Complement-dependent cytotoxicity induced by therapeutic antibodies in B-cell acute lymphoblastic leukemia is dictated by target antigen expression levels and augmented by loss of membrane-bound complement inhibitors.

To optimally utilize therapeutic monoclonal antibodies in the treatment of B-cell acute lymphoblastic leukemia (B-ALL) understanding their mechanisms of action and the factors influencing these mechanisms is required. We show strong correlations between target antigen expression levels and sensitivity to complement-dependent cytotoxicity (CDC) induced by rituximab, ofatumumab, or alemtuzumab in a panel of cell lines derived from primary B-ALL cells and in primary B-ALL samples.
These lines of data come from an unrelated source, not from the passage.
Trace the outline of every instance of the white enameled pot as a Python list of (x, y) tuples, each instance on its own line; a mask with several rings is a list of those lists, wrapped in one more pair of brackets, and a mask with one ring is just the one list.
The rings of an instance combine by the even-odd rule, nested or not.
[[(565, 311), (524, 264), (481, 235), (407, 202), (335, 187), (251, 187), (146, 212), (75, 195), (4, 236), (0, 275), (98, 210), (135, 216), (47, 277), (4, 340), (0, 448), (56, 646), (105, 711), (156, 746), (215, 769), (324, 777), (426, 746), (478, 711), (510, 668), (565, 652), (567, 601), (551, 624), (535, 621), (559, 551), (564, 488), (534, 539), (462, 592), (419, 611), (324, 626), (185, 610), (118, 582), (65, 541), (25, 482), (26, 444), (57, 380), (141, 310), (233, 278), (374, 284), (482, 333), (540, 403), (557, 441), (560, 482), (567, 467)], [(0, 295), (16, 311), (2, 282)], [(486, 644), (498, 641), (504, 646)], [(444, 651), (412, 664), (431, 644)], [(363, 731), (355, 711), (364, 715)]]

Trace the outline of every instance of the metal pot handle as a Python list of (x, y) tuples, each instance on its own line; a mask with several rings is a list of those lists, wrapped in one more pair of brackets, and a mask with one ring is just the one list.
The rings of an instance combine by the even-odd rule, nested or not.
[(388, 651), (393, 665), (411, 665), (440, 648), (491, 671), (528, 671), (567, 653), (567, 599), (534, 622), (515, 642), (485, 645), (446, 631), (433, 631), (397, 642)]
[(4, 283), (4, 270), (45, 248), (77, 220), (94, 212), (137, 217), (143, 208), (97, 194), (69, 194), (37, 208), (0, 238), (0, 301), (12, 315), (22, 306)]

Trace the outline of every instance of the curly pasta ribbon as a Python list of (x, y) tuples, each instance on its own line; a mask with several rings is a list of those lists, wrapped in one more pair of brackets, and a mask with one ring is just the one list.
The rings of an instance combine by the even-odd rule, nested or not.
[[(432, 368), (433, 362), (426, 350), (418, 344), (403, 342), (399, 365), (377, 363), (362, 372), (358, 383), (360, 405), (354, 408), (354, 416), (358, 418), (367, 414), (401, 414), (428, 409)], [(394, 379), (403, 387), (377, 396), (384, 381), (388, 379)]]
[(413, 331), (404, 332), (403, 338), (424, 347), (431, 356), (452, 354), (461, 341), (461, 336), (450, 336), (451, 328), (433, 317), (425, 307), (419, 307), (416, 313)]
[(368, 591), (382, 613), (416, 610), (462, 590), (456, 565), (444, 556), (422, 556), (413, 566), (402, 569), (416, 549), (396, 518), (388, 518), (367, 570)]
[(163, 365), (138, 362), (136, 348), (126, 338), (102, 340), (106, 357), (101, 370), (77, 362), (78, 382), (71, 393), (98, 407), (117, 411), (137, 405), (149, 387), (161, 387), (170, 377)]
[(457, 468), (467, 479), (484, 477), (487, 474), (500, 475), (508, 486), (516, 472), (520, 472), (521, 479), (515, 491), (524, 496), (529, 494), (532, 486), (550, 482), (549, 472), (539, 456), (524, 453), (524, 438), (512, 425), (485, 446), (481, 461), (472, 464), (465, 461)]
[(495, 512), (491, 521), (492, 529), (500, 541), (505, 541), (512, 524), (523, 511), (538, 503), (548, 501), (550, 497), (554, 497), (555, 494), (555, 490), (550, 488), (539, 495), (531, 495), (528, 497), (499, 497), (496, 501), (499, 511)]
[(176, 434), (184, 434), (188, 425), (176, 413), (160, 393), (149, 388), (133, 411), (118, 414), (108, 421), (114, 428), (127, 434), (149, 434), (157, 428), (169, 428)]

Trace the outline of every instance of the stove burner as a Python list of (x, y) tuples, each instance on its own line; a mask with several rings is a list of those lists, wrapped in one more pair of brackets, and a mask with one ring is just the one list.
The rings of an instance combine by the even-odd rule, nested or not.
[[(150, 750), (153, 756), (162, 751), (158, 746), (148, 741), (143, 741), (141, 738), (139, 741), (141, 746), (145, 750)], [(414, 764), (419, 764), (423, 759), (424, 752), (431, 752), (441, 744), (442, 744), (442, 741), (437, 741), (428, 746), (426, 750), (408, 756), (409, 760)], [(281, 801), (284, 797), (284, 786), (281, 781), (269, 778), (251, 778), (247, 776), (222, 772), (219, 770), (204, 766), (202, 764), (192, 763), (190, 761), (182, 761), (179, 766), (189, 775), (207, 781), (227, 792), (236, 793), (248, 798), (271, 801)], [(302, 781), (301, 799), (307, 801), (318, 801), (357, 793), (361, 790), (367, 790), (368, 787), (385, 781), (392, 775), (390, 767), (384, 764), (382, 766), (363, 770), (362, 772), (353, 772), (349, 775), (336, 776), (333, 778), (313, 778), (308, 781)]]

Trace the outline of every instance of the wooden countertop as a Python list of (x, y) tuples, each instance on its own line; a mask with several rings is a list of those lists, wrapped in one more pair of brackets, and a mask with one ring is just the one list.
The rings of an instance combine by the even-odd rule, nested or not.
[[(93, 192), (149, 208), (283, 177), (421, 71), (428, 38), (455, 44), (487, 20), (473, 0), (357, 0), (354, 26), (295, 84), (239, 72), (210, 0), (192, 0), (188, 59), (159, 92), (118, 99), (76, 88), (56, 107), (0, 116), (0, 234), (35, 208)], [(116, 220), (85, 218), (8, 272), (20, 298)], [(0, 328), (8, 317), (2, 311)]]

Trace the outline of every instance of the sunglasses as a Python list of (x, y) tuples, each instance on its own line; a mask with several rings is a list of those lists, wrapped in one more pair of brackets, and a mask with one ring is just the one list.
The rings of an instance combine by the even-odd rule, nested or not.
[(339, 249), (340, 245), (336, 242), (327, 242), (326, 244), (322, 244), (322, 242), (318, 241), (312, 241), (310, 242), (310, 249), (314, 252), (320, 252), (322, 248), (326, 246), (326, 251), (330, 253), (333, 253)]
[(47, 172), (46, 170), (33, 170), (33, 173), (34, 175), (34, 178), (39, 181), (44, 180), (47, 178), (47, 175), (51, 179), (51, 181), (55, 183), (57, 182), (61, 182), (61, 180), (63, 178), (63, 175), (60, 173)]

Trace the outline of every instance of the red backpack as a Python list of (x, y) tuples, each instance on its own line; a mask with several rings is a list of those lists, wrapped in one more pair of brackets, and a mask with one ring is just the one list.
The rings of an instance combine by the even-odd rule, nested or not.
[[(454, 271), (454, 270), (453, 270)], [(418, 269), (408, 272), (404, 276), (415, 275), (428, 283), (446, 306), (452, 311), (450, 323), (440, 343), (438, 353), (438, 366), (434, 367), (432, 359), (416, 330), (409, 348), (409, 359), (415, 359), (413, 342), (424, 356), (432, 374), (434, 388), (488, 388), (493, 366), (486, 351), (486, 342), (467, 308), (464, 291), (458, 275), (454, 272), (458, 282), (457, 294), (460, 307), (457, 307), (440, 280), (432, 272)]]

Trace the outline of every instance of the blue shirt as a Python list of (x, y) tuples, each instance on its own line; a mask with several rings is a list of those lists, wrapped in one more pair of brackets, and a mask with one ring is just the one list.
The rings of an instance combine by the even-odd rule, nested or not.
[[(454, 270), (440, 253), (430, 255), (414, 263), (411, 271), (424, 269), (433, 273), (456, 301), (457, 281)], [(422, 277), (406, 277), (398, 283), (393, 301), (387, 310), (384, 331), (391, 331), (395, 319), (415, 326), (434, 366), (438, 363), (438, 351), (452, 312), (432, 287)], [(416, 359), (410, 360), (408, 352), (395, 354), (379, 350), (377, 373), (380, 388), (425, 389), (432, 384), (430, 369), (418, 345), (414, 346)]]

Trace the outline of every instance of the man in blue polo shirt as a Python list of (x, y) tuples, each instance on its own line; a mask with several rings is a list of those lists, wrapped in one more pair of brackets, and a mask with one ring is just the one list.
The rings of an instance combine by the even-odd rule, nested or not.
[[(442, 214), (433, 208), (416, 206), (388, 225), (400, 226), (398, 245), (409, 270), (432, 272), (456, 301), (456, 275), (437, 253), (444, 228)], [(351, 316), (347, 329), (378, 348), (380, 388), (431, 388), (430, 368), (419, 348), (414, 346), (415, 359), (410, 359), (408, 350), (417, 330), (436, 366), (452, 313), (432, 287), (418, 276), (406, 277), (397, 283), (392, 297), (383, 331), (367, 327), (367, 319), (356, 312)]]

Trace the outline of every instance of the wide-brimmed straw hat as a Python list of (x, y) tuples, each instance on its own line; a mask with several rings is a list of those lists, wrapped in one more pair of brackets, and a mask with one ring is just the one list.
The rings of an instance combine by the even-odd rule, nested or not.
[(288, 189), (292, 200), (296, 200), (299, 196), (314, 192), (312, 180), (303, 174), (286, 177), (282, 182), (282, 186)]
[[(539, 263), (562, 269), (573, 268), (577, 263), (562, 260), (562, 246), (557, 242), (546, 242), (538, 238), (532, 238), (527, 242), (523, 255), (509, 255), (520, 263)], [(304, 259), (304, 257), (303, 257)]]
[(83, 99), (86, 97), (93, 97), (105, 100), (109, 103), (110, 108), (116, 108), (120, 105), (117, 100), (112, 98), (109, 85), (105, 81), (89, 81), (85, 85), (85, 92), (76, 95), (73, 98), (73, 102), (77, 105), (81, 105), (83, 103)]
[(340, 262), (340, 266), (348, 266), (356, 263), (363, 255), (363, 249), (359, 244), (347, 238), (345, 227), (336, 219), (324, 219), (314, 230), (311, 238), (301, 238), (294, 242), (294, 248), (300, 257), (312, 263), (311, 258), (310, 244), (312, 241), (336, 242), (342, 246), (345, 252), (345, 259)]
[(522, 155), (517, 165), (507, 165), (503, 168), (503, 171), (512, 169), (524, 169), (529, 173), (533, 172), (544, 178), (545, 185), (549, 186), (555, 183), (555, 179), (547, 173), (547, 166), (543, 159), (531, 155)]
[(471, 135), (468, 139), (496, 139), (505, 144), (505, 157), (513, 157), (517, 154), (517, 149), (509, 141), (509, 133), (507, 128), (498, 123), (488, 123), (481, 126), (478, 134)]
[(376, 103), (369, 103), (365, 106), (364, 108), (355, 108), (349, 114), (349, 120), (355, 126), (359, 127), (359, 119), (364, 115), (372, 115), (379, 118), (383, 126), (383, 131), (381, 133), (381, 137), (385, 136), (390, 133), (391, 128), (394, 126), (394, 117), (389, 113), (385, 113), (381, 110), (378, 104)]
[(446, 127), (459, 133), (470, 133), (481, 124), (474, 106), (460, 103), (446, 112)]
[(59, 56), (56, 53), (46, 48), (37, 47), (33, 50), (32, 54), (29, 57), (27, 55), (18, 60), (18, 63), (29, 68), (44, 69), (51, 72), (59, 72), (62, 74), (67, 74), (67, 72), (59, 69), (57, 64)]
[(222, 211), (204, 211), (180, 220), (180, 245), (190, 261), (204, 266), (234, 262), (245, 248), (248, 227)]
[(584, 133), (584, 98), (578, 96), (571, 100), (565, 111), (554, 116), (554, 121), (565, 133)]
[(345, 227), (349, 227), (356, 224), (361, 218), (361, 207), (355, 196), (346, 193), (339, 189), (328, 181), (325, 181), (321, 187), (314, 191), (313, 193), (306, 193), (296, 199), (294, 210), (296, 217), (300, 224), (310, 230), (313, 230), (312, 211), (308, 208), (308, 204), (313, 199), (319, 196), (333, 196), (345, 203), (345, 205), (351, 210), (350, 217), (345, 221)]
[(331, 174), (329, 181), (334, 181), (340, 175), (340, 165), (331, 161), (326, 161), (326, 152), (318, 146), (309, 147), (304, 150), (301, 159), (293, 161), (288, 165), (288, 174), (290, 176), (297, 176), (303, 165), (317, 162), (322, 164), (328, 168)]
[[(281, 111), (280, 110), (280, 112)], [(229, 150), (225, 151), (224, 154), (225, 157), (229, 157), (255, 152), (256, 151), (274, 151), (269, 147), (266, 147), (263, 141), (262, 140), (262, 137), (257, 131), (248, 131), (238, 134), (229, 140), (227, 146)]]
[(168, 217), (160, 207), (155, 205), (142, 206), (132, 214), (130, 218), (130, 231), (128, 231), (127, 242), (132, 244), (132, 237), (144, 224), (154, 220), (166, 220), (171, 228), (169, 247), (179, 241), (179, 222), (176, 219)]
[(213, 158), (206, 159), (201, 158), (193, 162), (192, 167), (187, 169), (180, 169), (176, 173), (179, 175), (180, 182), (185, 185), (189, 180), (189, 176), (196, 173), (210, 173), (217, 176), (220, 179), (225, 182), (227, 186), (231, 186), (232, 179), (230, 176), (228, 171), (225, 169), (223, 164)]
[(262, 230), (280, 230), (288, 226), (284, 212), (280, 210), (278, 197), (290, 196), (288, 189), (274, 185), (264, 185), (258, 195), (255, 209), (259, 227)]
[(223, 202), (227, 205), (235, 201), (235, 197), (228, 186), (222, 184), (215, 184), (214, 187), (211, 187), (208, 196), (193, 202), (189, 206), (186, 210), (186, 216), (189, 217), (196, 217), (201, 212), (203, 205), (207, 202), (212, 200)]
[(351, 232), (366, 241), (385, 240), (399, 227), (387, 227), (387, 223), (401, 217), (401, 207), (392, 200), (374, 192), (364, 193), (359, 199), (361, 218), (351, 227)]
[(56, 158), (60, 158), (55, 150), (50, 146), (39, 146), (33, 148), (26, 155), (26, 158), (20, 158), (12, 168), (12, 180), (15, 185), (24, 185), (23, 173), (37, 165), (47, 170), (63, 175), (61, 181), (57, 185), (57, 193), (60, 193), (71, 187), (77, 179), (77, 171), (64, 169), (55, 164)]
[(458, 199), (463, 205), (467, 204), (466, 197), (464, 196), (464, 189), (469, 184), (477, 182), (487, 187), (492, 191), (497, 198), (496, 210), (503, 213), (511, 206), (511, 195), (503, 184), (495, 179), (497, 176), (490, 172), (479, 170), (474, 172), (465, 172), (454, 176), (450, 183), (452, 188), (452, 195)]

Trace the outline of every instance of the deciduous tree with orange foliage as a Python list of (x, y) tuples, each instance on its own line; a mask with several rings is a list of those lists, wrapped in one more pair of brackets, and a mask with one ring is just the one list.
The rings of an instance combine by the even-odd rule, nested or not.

Simultaneous loss of expression of membrane-bound complement regulatory proteins (mCRP) CD55 and CD59 due to glycophosphatidylinositol-anchor deficiency, significantly increased sensitivity to CDC. Accordingly, induced increase in CD55 or CD59 expression protected cells against CDC. The extent of protection co-depended on antigen expression and antibody concentration. In contrast, natural variation in mCRP expression could not be used as a single factor to predict sensitivity to CDC. In conclusion, sensitivity of B-ALL cells to CDC was predominantly determined by antibody concentration and target antigen expression.